The filing also named an anonymous donor as 'John Doe #1.' According to the complaint, the donor allegedly used 'coercive economic pressure' by threatening to withdraw a $10 million estate gift to the university's engineering department unless Shirinian was removed. She had sought to compel disclosure of the donor's identity through the litigation.
The 39-page complaint set her comment against Kirk's own record, pointing to his remarks about women, Black Americans and the LGBTQ+ community, and noting that during a visit to the Knoxville campus, he had called for the university to be defunded and for liberal professors to be fired. The lawsuit also accused the university of inconsistency, arguing it had previously allowed far-right figures to hold events on campus while moving swiftly against her. Running alongside the case, Republican state lawmakers advanced a bill handing university leaders more direct power to dismiss faculty, legislation that critics said effectively wrote Plowman's approach into state law.
A Settlement Without Reinstatement
The Audit and Compliance Committee of the UT Board of Trustees approved the tentative agreement on 29 June 2026, and the full board signed off the following day. The deal pays Shirinian $1.9 million but does not restore her post, and it still requires approval from Governor Bill Lee and Attorney General Jonathan Skrmetti. A final court filing ending the case is due by 28 August 2026, according to Knox News, which first reported the settlement. Shirinian had earlier been denied a restraining order that would have returned her to teaching, and a state administrative appeal of her firing had also been under way.

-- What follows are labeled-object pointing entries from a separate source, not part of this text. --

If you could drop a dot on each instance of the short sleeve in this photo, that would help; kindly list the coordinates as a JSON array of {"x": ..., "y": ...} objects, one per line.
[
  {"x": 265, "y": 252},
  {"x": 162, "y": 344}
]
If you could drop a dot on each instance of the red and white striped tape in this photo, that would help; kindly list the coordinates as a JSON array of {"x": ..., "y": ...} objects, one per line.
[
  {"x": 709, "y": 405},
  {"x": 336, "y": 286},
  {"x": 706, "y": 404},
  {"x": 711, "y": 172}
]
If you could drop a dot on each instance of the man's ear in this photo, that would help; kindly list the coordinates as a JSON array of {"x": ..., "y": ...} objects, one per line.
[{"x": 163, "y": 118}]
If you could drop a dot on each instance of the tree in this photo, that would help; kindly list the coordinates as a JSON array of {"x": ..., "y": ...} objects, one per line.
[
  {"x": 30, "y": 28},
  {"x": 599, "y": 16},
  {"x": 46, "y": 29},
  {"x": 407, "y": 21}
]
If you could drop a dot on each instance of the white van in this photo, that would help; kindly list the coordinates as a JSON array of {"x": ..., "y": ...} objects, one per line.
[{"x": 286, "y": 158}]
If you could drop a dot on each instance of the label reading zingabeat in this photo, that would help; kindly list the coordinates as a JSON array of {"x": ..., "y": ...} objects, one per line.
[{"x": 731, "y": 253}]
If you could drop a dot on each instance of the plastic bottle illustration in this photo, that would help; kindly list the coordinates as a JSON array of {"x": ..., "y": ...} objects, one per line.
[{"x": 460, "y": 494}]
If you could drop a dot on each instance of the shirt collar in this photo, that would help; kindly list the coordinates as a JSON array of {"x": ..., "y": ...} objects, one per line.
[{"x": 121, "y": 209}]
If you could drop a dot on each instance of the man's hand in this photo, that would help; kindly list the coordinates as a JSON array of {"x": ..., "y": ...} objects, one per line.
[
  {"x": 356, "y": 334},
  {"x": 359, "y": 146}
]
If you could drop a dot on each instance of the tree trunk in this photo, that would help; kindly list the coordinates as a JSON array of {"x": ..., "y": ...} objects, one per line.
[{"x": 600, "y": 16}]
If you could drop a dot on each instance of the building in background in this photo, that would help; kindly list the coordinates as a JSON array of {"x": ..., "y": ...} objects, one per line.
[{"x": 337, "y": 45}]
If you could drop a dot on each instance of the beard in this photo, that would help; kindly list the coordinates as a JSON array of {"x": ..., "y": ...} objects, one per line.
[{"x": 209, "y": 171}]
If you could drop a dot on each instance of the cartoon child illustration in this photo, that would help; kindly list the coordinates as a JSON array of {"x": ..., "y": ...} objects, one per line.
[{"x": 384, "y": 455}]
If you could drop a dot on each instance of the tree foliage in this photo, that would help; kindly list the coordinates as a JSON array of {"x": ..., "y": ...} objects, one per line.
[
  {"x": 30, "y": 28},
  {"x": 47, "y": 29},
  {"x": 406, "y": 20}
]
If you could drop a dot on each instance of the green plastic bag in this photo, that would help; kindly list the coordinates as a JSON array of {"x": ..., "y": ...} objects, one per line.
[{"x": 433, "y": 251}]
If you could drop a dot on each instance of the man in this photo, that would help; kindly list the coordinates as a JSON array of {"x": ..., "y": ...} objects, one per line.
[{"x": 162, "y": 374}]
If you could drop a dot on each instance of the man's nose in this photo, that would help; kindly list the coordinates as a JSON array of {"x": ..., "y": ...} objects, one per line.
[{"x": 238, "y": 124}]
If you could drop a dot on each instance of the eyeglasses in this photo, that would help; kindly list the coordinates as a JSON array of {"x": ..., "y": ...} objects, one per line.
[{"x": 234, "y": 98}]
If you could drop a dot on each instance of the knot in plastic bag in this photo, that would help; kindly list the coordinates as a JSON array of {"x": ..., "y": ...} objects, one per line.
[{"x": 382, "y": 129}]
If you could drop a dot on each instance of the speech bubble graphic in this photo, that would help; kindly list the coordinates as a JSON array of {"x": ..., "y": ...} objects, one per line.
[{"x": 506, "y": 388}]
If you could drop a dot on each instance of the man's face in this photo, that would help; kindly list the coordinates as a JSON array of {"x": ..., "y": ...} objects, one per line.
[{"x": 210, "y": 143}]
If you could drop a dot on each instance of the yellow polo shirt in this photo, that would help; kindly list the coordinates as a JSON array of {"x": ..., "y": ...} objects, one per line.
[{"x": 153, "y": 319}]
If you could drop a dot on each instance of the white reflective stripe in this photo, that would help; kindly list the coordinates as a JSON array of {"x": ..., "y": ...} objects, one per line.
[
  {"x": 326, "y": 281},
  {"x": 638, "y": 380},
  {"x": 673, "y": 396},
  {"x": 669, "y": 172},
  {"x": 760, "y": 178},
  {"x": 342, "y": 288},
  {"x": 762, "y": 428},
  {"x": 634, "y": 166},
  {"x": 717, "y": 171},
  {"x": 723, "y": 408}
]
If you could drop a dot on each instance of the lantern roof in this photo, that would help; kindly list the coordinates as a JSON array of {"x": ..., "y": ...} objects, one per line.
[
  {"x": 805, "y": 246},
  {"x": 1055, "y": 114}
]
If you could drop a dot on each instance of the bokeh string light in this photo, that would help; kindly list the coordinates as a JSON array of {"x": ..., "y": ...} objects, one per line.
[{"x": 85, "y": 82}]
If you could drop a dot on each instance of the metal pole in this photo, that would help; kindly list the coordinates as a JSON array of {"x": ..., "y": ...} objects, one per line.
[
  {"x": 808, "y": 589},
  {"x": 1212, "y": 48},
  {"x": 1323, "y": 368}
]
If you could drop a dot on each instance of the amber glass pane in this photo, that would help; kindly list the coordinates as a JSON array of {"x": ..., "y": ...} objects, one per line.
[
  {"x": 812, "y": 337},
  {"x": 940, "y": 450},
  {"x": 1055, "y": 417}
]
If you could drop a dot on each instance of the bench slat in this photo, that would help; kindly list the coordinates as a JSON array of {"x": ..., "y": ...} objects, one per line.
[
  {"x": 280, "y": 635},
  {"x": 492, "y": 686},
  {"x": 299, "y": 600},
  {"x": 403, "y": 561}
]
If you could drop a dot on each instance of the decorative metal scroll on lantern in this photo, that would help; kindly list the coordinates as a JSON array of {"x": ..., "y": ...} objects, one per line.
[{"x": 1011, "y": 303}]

Board Chair John Compton framed the decision as a financial calculation rather than a concession. He said continuing litigation 'would require significant time and attention, and financial resources,' which were 'better directed toward advancing the institution's mission.' Shirinian's attorney, Robb Bigelow, said his client was pleased that the parties had reached a resolution, and Shirinian told local station WBIR she was 'very pleased with the outcome.'
Her case did not stand alone in Tennessee. Austin Peay State University reinstated professor Darren Michael in January 2026 and paid him $500,000 after he sued over a firing tied to a Kirk-related post, and a Tennessee man jailed over a Facebook post about the killing later agreed to an $835,000 settlement. The $1.9 million paid to Shirinian is roughly double the total paid to others disciplined over posts about the shooting.
A comment typed in grief and anger has cost a public university nearly two million dollars and left a lasting marker of how far political pressure can reach into a state campus.